An In-Depth Look at the Challenges With Quality Measures

The authors of the new study "Solutions for Filling Gaps in Accountable Care Measure Sets," who included experts from the National Pharmaceutical Council, Discern Health, the Brookings Institution and the American Medical Group Association, also co-authored the 2014 white paper, “Accountable Care Measures for High-Cost Specialty Care and Innovative Treatment: You Get What You Pay For—Improving Measures for Accountable Care,” which provides a more in-depth look at the challenges with quality measures.

A new study, “Solutions for Filling Gaps in Accountable Care Measure Sets,” published in The American Journal of Managed Care, explores gaps in accountable care measure sets for high-priority conditions, which can present opportunities for supporting improvement in quality and cost of care.

The study authors examined gaps in accountable care measures as compared with evidence-based guidelines for 20 prevalent and costly conditions, such as breast cancer, diabetes, HIV, and heart disease. The findings were reviewed via a roundtable discussion with national thought leaders. Some conditions have a number of quality measures, while others have none.

Yet these gaps cannot be completely addressed with more of the same measure types and measurement strategies currently in use, the study explained. Quality measures need more breadth, more depth and new designs; measurement enhancements could include a mix of the following priority measures and innovative approaches:

  • Outcome measures, which are meaningful to patients and providers, allow for flexibility and innovation in improving care, and can efficiently replace multiple process measures;
  • Cross-cutting measures, which assess care across conditions, settings, and time;
  • Patient-reported measures, which emphasize the outcomes that matter most to patients, such as functional status and quality of life; and
  • Layered and modular approaches, which optimize measurement efforts by focusing the measures on specific purposes, such as external accountability or internal improvement for the layered approach or a specific subpopulation for the modular approach.

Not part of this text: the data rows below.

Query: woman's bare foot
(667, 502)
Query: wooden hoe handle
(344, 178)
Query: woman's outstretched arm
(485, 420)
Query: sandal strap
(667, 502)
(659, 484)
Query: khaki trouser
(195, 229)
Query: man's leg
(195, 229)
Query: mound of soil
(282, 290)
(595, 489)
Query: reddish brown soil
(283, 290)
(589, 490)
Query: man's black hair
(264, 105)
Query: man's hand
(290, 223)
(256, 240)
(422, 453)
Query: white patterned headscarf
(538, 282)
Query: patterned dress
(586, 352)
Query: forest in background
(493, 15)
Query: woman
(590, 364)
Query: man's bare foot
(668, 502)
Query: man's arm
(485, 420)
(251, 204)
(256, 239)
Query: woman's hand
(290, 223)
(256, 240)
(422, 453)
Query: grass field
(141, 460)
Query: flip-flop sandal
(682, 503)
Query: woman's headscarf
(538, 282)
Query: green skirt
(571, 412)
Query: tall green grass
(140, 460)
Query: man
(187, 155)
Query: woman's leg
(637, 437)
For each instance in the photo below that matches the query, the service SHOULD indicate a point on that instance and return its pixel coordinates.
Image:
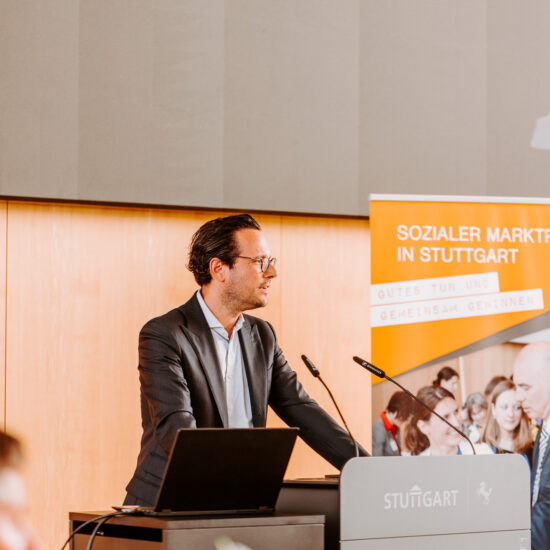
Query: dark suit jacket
(182, 387)
(540, 513)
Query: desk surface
(201, 522)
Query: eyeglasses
(263, 262)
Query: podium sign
(453, 502)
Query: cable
(95, 531)
(86, 523)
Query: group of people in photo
(494, 421)
(512, 415)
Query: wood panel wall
(82, 280)
(3, 230)
(478, 368)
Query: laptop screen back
(226, 469)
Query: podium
(393, 503)
(269, 532)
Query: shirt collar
(211, 319)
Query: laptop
(224, 471)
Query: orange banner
(448, 274)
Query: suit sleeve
(163, 385)
(293, 405)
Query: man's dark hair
(216, 239)
(401, 404)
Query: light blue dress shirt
(230, 357)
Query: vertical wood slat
(82, 280)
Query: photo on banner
(452, 275)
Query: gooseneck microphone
(315, 372)
(381, 374)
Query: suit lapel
(200, 336)
(256, 372)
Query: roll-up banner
(448, 273)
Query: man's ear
(424, 427)
(218, 270)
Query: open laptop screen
(232, 470)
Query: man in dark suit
(205, 364)
(532, 379)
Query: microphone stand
(381, 374)
(314, 371)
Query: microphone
(381, 374)
(315, 372)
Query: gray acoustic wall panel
(273, 105)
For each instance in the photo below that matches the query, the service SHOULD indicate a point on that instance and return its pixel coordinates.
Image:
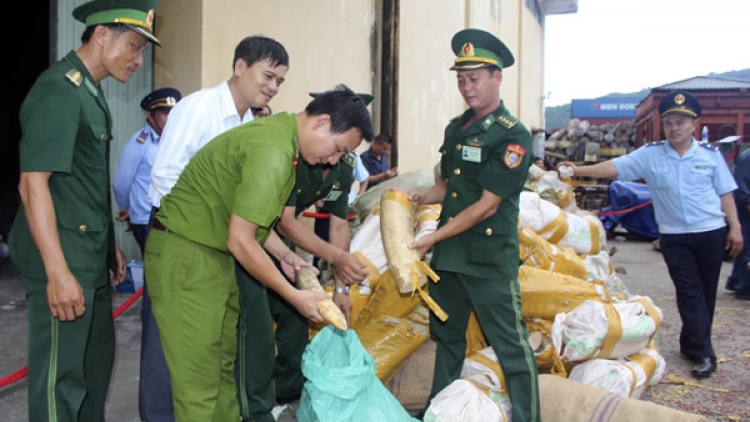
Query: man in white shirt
(259, 68)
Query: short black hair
(257, 48)
(117, 28)
(347, 110)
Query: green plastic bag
(341, 383)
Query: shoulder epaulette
(142, 136)
(74, 76)
(708, 146)
(506, 121)
(348, 160)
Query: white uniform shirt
(686, 190)
(193, 121)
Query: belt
(157, 225)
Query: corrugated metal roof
(698, 83)
(556, 7)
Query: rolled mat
(564, 400)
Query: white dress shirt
(193, 121)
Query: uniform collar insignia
(91, 87)
(74, 76)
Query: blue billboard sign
(622, 107)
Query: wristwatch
(342, 290)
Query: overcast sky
(628, 45)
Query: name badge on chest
(473, 154)
(332, 196)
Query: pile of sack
(585, 327)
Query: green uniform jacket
(248, 171)
(334, 190)
(493, 153)
(67, 128)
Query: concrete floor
(646, 274)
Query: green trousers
(497, 304)
(69, 363)
(195, 303)
(261, 377)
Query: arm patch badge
(514, 155)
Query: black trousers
(694, 261)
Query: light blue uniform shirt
(686, 189)
(133, 176)
(360, 175)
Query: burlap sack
(564, 400)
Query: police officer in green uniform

The authors of the study, who included experts from the National Pharmaceutical Council (NPC), Discern Health, the Brookings Institution and the American Medical Group Association, also co-authored the 2014 white paper, “Accountable Care Measures for High-Cost Specialty Care and Innovative Treatment: You Get What You Pay For—Improving Measures for Accountable Care,” which provides a more in-depth look at the challenges with quality measures.

The white paper offers a framework that could help those who are developing accountable care measure sets to analyze their own sets and strategies. The framework includes:

  • Prioritizing measure gaps for the most prevalent and costly conditions, identifying unmeasured aspects of care, and using early monitoring indicators such as readmissions to indicate problems.
  • Using alternative measurement approaches, such as layered and modular models.
  • Using the most meaningful measure types, such as outcome, cross-cutting, and patient-reported measures.
  • Addressing barriers to measurement by enhancing data sources and overcoming measure methodological issues such as small numbers, risk adjustment, and attribution.
  • Assessing opportunities to continuously improve measurement through feedback loops, input from patients, and evaluation of measure impact.

The study and white paper are supplemented with video interviews with experts. In addition, NPC and the University of Maryland School of Pharmacy have developed a continuing education course on quality measures.